If Australia’s politicians were brave they would consider nuclear energy.
This was the view last week of Matt Howell of Tomago Aluminium. He emphasised the vital nature of secure, constant, guaranteed power supply — the sort required by an energy-intensive facility which employs nearly a thousand people.
Without fail, this call was derided by someone from the old no nuclear camp. In this case, Labor’s Pat Conroy MP.
…it would take 15 years to build up a nuclear industry and secondly, the levelised cost of energy for nuclear is well above the cost of renewables.
This response obviously shirked the main issue, the vital requirment of an industry like aluminium: guaranteed constant supply. This is something which every serious commentator agrees can’t be supplied by what Mr Conroy means by renewables: solar and wind. Not by themselves.
So, to hypothetically and directly compare the nuclear energy Mr Conroy dismisses with, say, the solar he favours, we might imagine adding the storage he’s clearly quite keen on. And not just a bit to helpfully shift solar generation into peak demand times, but much more, enough to arguably simulate ‘baseload’.
A serious solar farm like Nyngan in NSW has a capacity of 100 megawatts and generates for about a third of the day in good weather. That leaves 100 MW x 16 hours = 1,600 MWh of remaining demand to be met from what was stored that day (for now, let’s ignore the second and third solar farms required to charge that storage). Supporting information to the recent Finkel Review has provided assumptions regarding the dominant and most deployable and popular battery technology that could potentially provide this storage: lithium ion batteries.
Adding that 1,600 MWh (1,600,000 kWh) storage today would apparently cost $960 million. Waiting till after 2025 would drop it to under $480 million — but then, with an expected replacement timeframe of about 10 years this on-going cost is unavoidable. It’ll be well past $1.5 billion spent by the end of the solar plant’s 30 year rated life, just for the batteries at the assumed falling cost, to hypothetically simulate only 100 MW of ‘baseload’ supply. Accounting for conversion losses, poor weather and winter conditions, even more battery capacity would beinevitably required.
But this is just one solar farm.
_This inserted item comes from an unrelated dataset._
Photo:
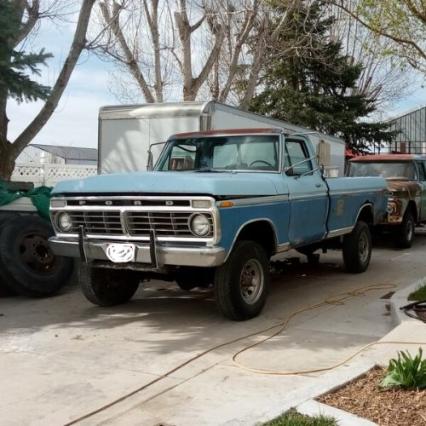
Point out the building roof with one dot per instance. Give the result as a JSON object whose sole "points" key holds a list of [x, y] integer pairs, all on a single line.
{"points": [[69, 152], [388, 157]]}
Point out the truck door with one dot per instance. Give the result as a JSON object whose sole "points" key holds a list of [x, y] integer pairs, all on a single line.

And there are centers of heavy industry all over Australia, besides the constant electricity demand from the rest of the population. How much more battery storage could we be talking? A ballpark figure was actually estimated in 2015 at the WattClarity blog: 992,000 MWh.
Saving money by installing all these batteries around 2032 would still cost about $220 billion. 2032 is in 15 years, in which time we could apparently have a nuclear industry in place.
This is why, if storage is the crutch of one’s preference for renewable energy, falling costs don’t actually help much.
What does all this hypothetical storage mean for the levelised cost of energy which Mr Conroy relies on? The LCOE metric is often misused in this way, and even analyses which, on the face of it, support his assertion on costs also caution against his dismissal of ‘baseload’ supply technologies.
Even though alternative energy is increasingly cost-competitive and storage technology holds great promise, alternative energy systems alone will not be capable of meeting the baseload generation needs of a developed economy for the foreseeable future. Therefore, the optimal solution for many regions of the world is to use complementary traditional and alternative energy resources in a diversified generation fleet.
In an era where 1000 megawatt class nuclear units are being offered in our region for USD$2.5 billion, and next-generation small modular reactors will be ready in such a timeframe, we need bravery insead of technological comfort zones which crumble under scrutiny. We need to include options which won’t break the bank, and which will serve our needs for at least a generation.